Pope Francis is on the Rolling Stone Cover

In a overall positive cover story for Rolling Stone, Mark Binelli profiles Pope Francis:

What I love about that cover is that if you don’t look at the bottom half of it, it looks like Pope Francis is described as “The Internet Crime Kingpin” 🙂

It’s a funny thing, papal celebrity. As the archbishop of Buenos Aires, Bergoglio had never been an especially gifted public speaker. But now that he’s Pope Francis, his recognizable humanity comes off as positively revolutionary

… By eschewing the papal palace for a modest two-room apartment, by publicly scolding church leaders for being “obsessed” with divisive social issues like gay marriage, birth control and abortion (“Who am I to judge?” Francis famously replied when asked his views on homosexual priests) and — perhaps most astonishingly of all — by devoting much of his first major written teaching to a scathing critique of unchecked free-market capitalism, the pope revealed his own obsessions to be more in line with the boss’ son.

The pope’s tonal changes don’t necessarily signal a wild swing from tradition. Francis has ruled out the ordination of women, for example, and he still considers abortion an evil…

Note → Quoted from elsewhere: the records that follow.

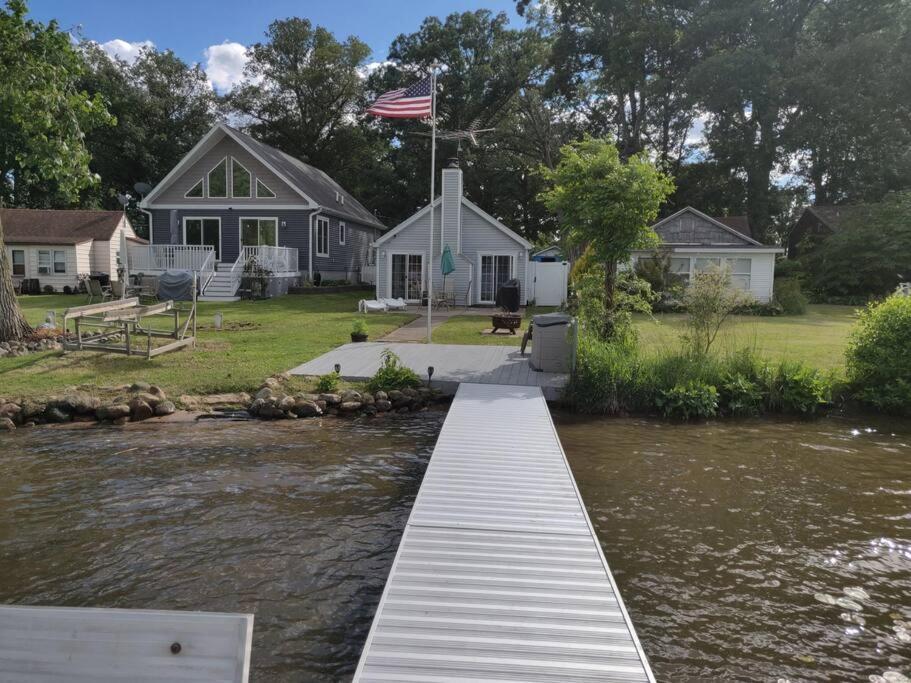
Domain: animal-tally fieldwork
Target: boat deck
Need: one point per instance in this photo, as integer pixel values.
(499, 575)
(453, 364)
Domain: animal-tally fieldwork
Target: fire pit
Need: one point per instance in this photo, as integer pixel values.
(506, 321)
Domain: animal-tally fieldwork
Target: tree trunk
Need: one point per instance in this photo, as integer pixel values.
(12, 324)
(610, 286)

… it’s while speaking to the latter point that he makes the “Who am I to judge?” remark, and this part of the video is really worth watching, because, aside from the entirely mind-blowing fact of a supposedly infallible pope asking this question at all, his answer is never really translated properly. What he actually says is, “Mah, who am I to judge?” In Italian, mah is an interjection with no exact English parallel, sort of the verbal equivalent of an emphatic shrug. My dad’s use of mah most often precedes his resignedly pouring another splash of grappa into his coffee. The closest translation I can come up with is “Look, who the hell knows?” If you watch the video, Francis even pinches his fingers together for extra Italian emphasis. Then he flashes a knowing smirk.

The full article is available online. You won’t learn anything you didn’t already know, but much like The Advocate, it stresses the importance of the symbolic change the current Pope has brought to his office and Catholicism in general.